2025/07/04 18:35:53 Ready to call db.s.GetPassword from Refresh() in server.go
2025/07/04 18:35:53 Inside GetPassword() in storage/sql/crud.go
2025/07/04 18:35:53 Inside getPassword() in storage/sql/crud.go. email= [email protected]
time=2025-07-04T18:35:53.263+02:00 level=DEBUG msg="Executing SQL query" "query="="\n\t\tselect\n\t\t\temail, hash, username, user_id\n\t\tfrom password where email = ?;\n\t" "args="=[[email protected]] "translatedArgs="=[[email protected]]
----> Here is where it hangs

tsardelli-dh avatar Jul 04 '25 16:07 tsardelli-dh

We have encountered with the same problem but with Postgresql backend. Our investigation led to almost the same result. It hangs while trying to refresh token, but we didn't find a way to reproduce steadily. Our Postgres is behind PgBouncer with 5 active connections. So our assumption is that GetPassword is trying to execute in another transaction (another connection) which in our case cannot exceed 5 active connections. We can increase the number of connections but we think it won't solve the problem, but we will see it less often

AOne-T avatar Jul 09 '25 13:07 AOne-T

Hello, just checking in to see if there's any update related to this issue and if there's anything I can do to help you debug it.

tsardelli-dh avatar Aug 29 '25 08:08 tsardelli-dh

Hello, after more days of digging and debugging, I think I have finally found what causes the issue and why it happens only for the local PassworDB "connector" with connection limits set on the database (like SQLite or PgBouncer).

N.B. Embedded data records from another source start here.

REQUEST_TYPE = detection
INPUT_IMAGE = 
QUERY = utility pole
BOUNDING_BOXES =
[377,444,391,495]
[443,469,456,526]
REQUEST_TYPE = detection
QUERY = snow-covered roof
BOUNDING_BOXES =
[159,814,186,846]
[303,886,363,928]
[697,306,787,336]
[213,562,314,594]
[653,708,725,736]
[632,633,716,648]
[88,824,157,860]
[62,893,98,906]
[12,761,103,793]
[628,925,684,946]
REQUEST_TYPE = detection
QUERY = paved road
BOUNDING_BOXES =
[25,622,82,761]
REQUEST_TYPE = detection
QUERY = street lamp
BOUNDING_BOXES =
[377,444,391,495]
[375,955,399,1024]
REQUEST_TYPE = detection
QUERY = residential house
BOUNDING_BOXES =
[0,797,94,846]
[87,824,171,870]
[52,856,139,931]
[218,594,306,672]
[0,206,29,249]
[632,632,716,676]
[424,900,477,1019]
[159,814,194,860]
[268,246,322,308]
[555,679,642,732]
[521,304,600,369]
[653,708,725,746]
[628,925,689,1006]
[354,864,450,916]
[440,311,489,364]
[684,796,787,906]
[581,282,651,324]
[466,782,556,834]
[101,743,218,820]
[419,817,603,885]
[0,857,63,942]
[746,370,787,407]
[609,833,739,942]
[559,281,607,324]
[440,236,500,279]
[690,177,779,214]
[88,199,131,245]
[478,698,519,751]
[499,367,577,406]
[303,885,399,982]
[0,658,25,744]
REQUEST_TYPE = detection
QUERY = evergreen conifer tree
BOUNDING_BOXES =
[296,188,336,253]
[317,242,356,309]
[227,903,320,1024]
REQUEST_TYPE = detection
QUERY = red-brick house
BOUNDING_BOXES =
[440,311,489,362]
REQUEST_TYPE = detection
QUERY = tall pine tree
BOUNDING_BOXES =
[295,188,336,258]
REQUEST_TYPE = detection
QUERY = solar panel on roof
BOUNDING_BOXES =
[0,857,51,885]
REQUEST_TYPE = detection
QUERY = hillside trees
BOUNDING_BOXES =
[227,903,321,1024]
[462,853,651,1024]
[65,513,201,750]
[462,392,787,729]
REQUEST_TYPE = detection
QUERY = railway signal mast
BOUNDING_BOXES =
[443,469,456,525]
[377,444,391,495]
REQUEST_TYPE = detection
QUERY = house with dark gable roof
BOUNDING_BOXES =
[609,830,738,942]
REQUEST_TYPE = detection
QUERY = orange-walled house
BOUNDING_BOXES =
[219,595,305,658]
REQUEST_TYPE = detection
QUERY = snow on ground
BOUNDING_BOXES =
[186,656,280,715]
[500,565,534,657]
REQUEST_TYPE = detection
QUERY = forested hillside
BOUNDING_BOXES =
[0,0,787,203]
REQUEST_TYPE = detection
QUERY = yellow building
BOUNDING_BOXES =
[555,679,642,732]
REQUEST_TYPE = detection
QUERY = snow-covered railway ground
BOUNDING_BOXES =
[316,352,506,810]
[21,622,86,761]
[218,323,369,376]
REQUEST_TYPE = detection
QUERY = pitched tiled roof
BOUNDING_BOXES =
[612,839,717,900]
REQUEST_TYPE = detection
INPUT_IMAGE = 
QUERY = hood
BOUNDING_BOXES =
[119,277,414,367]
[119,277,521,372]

The high level flow is the following:

  1. Client sends a request to dex to refresh a token which is handled by handleRefreshToken and passed to updateRefreshToken
  2. In updateRefreshToken, we define a refreshTokenUpdater callback that will perform the actual s.refreshWithConnector flow. We then pass the callback to storage.UpdateRefreshToken like this: s.storage.UpdateRefreshToken(ctx, rCtx.storageToken.ID, refreshTokenUpdater). This is where the problem happens when the token update is handled by dex (PasswordDB) and not by an external connector like microsoft, google, oidc, etc. Here's why:
  3. In the case of the SQL storage implementation, UpdateRefreshToken starts a new transaction and, while the transaction is still open invokes the updater(r) function (which is the refreshTokenUpdater callback we just passed to it).
  4. The updater function will invoke s.refreshWithConnector() that will then invoke the Refresh() method in the connector itself. For the PassworDB case this will try to read from the database (SQLite) through the GetPassword() method. But this will be blocked because it tries to open a new connection while the transaction from step 3 is still open. This bug was introduced by https://github.com/dexidp/dex/commit/4b5f1d52 because refreshWithConnector() was moved inside UpdateRefreshToken while in the old flow it was executed before.

I hope my explanation is clear (and correct 😅), otherwise please let me know.

I can open a PR that should fix this issue using a mutex, but @nabokihms @sagikazarmark please let me know if you have different opinions on that (sorry for the direct ping but I'm not sure if you'll notice the comment on an old issue otherwise)

tsardelli-dh avatar Sep 04 '25 10:09 tsardelli-dh